The workshop concludes with a neuroethics debate, where students use an anonymous voting system to weigh in on questions that researchers themselves grapple with around the use of human tissue and organoids in science, and which avenues of research should be a priority. The debate that follows is invariably one of the highlights of the day. 

A growing programme 

NeuroLab launched as a one-day pilot in June 2025, welcoming a group of high-performing A-level Biology students selected from Harris Academy schools in London. The response from students was immediate and clear: this kind of experience matters. 

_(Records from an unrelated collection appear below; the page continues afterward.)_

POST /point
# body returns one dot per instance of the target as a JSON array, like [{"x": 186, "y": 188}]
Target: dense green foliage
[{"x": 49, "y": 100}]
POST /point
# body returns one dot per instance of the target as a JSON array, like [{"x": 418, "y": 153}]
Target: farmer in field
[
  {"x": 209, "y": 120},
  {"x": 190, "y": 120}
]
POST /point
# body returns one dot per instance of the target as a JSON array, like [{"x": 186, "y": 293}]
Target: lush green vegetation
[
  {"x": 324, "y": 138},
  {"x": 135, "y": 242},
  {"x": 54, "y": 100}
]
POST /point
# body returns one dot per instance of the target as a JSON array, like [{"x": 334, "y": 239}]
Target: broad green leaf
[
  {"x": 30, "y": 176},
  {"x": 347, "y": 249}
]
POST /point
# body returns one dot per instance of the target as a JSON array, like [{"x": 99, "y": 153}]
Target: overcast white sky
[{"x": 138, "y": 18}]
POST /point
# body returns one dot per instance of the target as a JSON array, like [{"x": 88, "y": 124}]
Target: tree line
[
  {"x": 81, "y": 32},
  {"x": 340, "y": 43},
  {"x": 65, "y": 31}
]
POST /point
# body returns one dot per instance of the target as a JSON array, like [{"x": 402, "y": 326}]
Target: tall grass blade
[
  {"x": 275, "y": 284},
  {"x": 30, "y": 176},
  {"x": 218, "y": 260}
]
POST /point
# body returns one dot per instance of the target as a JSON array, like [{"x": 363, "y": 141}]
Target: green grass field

The programme is now returning, with an exciting pipeline of developments on the horizon in collaboration with foundry10, including a teacher resource kit to enable NeuroLab to reach schools directly, an online version of the workshop for students in different regions, and future collaboration with experts in Seattle to explore how the programme can be adapted across UK and US education systems. 

Science for everyone 

At its heart, NeuroLab is rooted in the belief that curiosity is best nurtured through discovery. By giving students access to real science, real specimens, and real researchers, the programme helps to demystify neuroscience and build confidence in young people who might never otherwise see themselves as scientists. The partnership with Harris Academy reflects a shared commitment to reaching students from underrepresented backgrounds, because great science needs diverse minds, and diverse minds need access to great science.